Interviewing the Russian Population at BT

Interviewing the Russian Population at BT

Isabelle A., Editor

     Beth Tfiloh’s student body contains a large Russian population, even enough to create a Russian club. So, to gain insight into their lives, I interviewed a variety of first-generation Americans with parents who hail from the former Soviet Union.


     First, I interviewed Garrett R. ‘22 who takes great pride in his Slavic identity. His parents come from Ukraine and Siberia, and though he can understand Russian fluently, he cannot speak it well. His favorite Russian food is his mom’s borscht, a beet stew, because “it’s really good, it’s just the best.” He enjoys watching Nu Pogodi! (Well, Just You Wait!) a Soviet animated series. Despite his love for his heritage, he does not celebrate the Russian New Year. However, his family has traditions like sitting down before going on a trip.


     With parents immigrating from Ukraine and Uzbekistan, Elan V. ‘23 speaks a mix of Russian and English with his family. Pilaf (rice with assorted ingredients) is his favorite Russian food and he grew up watching a Russian version of The Voice. As a child, Elan went to the “Russian store” often, a store which sells different Russian foods, but he does not go anymore. His family has superstitions such as not opening an umbrella nor whistling indoors.


     Sabrina S. ‘23 has parents from Ukraine as well. She speaks Russian with her family and loves blintzes and kalduny (stuffed dumplings). She grew up watching Masha y Midved (Masha and the Bear), a show based on a Russian oral folktale. In addition to shopping at the Russian store with her grandma, she celebrates the Russian New Year by receiving presents and putting up a tree. She could think of many superstitions her family follows. For instance, one cannot toast with an empty glass, sit at the corner of a table, nor whistle indoors. Like Garrett, her family always sits down before going on a trip. A particularly interesting superstition was that if a bird poops on you, you will be rich! She believes the Russian Jews at BT are different from the other students at BT because they celebrate holidays differently; they eat in bigger portions, buffet style, and with more variety; and their parents employ different methods in disciplining their children.
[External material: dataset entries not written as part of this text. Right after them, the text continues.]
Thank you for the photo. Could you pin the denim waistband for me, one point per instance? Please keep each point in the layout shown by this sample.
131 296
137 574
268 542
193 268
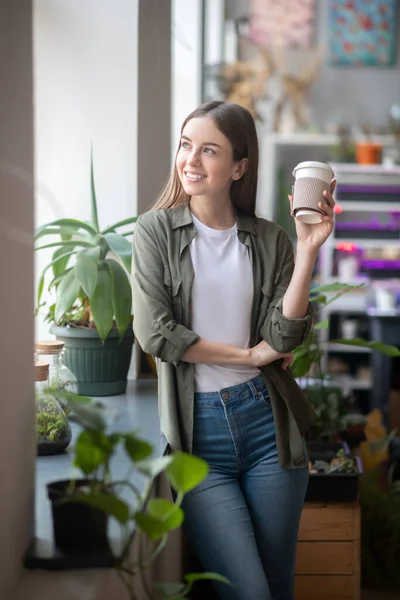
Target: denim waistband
251 387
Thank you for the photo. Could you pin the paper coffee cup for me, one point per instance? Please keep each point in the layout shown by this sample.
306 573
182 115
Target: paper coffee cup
312 179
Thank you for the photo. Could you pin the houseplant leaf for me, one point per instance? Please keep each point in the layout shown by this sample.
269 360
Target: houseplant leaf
121 296
154 466
186 471
68 244
95 218
112 228
153 527
67 293
121 247
86 269
166 511
101 302
71 223
60 260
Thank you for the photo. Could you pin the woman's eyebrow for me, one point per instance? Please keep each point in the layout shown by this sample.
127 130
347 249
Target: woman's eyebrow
185 137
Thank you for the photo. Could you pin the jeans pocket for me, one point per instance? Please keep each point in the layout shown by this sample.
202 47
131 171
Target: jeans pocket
263 396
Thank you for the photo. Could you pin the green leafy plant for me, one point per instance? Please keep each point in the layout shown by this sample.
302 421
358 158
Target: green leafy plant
50 428
380 531
147 519
342 463
90 270
51 422
334 411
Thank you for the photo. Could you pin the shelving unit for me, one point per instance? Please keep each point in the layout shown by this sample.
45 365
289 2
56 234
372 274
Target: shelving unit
328 552
369 199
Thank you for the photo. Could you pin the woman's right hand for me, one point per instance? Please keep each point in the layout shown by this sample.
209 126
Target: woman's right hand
263 354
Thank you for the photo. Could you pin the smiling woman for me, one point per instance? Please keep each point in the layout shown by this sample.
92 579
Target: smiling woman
228 159
220 303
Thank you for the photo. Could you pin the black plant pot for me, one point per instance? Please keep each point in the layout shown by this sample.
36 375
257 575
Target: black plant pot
353 435
336 486
101 369
78 528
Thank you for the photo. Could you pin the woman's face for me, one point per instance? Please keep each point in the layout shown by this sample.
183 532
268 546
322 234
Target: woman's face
205 162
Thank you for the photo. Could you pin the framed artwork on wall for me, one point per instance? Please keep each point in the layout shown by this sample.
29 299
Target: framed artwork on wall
362 32
282 23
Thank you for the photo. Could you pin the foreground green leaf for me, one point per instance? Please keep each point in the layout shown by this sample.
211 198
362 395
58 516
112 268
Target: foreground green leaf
106 502
186 472
166 511
153 527
136 448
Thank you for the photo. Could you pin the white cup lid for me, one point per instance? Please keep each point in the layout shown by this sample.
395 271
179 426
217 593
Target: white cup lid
312 164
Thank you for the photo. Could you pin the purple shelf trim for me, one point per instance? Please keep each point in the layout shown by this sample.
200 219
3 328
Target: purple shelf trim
381 264
368 189
368 226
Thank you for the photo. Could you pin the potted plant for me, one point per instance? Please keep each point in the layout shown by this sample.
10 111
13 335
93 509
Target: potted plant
88 278
81 507
335 416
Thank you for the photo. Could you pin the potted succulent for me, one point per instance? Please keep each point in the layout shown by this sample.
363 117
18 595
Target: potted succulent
88 278
81 507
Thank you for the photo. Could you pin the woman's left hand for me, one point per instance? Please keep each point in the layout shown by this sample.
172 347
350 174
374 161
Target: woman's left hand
313 236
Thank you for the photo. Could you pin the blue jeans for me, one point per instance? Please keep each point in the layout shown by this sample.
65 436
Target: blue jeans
242 520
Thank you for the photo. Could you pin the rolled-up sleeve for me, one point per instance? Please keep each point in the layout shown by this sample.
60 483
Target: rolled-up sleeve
281 333
153 322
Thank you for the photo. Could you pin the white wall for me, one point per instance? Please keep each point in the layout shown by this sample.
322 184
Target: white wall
85 69
186 62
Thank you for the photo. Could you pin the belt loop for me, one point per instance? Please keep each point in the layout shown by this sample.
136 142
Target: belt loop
253 389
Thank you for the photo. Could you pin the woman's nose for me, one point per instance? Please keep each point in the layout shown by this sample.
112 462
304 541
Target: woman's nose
193 158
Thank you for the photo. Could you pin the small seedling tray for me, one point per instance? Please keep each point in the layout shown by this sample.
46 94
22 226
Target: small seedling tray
332 487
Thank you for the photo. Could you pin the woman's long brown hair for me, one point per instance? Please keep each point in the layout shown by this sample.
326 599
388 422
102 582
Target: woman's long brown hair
237 124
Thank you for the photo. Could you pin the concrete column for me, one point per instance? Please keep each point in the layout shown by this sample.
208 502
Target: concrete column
17 435
154 100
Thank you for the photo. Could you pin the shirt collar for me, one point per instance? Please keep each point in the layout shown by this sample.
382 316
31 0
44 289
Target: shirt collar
181 217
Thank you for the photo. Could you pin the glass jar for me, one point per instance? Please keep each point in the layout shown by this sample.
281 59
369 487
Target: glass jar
60 376
53 431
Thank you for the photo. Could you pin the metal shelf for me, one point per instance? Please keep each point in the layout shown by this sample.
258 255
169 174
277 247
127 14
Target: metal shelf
347 349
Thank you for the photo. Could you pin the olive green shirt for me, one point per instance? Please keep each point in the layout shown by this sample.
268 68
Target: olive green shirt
162 277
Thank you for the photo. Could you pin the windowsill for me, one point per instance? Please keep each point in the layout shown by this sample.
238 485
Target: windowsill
135 410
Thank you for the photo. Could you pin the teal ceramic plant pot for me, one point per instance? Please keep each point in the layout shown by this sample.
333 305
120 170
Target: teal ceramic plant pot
101 369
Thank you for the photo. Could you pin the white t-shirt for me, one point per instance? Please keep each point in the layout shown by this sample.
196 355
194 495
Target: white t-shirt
222 300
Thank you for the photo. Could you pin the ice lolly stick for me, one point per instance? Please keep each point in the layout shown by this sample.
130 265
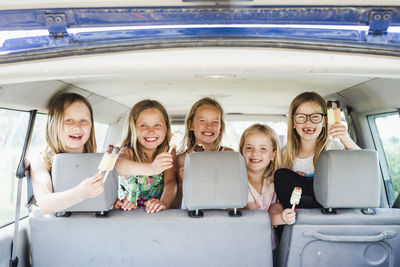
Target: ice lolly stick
295 197
108 161
175 139
333 112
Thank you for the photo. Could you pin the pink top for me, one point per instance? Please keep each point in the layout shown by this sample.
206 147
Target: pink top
266 199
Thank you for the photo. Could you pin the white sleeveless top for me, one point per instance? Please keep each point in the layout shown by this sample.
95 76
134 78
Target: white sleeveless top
306 165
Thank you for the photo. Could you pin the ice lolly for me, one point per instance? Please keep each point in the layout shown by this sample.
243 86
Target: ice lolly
175 139
108 161
199 148
296 196
333 112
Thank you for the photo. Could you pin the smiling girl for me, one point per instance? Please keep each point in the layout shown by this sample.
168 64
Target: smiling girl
147 178
69 130
204 125
307 139
259 146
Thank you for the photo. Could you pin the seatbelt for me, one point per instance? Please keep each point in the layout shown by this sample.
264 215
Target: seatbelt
23 168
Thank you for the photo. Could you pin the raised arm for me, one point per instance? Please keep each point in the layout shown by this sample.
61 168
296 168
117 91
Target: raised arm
50 202
339 131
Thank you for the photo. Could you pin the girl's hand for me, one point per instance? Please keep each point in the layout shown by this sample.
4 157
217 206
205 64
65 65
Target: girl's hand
162 162
289 216
91 187
301 173
339 131
154 205
180 174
     Next, I interviewed Michael M. ‘25. His parents stem from Belarus and Moldova, though his mother moved to Israel from the USSR before moving to America where she met his father. Michael is fluent in Russian and often speaks it with his grandparents. Besides enjoying Russian foods such as pelmeni (meat dumplings) and olivyei (potato salad), he often attends the Russian store. He loves Bremenskai Muzekanti (The Bremen Town Musicians), a Soviet musical film based on a Brothers Grimm fairytale, and Nu Pogodi (Well, Just You Wait!). Celebrating the Russian New Year is his favorite custom and his family also has many superstitions they keep. Though they have the common one, no whistling in the house, he also mentioned that one cannot step over someone on the ground nor shake hands in a doorway or they will not grow.


     Finally, I spoke to the heads of the Russian club: Julia G. ‘23 and Leila M. ‘23. Julia’s parents are from Siberia and Ukraine while Leila’s are from Azerbaijan. They both speak Russian with their family, however, Julia describes herself as fluent and Leila says she is “somewhat” fluent. A fan favorite, they love Nu Pogodi and Cheburashka, a popular animated Soviet film. Leila also loves Masha y Midved just like Sabrina. Also like Sabrina, they both love to eat blintzes, but the similarities end there. Julia’s other favorite foods are bulon (broth) and bitki (chicken cutlets) and Leila’s are pelmeni (meat dumplings) and hatchipuri (bread with cheese and egg). Both often visit the Russian store and celebrate the Russian New Year by putting up a tree and getting presents. They believe children of immigrants are raised differently than other Americans and Julia touched upon the difference in how they are disciplined. Leila has the custom of going to Europa, a Russian restaurant, for every occasion and Julia’s family always says z’bogam (with God) before traveling. Superstitions being a large part of Russian culture, they both had many to offer. Julia explained that one cannot walk in the path of a black cat nor show on your body where you got hurt. Leila related that one cannot say a bad dream out loud, cannot pour salt over the table nor pass it – meaning that to pass the salt, one must put it down on the table before another person picks it up.


     Personally, I am a part of the BT Russian population with both my parents hailing from Belarus. I found these interviews to be an amazing opportunity to connect with people who grew up similarly to me. We watched the same shows, have the same superstitions, and eat the same foods. Despite our likeness, this highlighted the diversity in our upbringing. I hope this article reaches the non-Russian population of BT to achieve a greater understanding of their fellow students.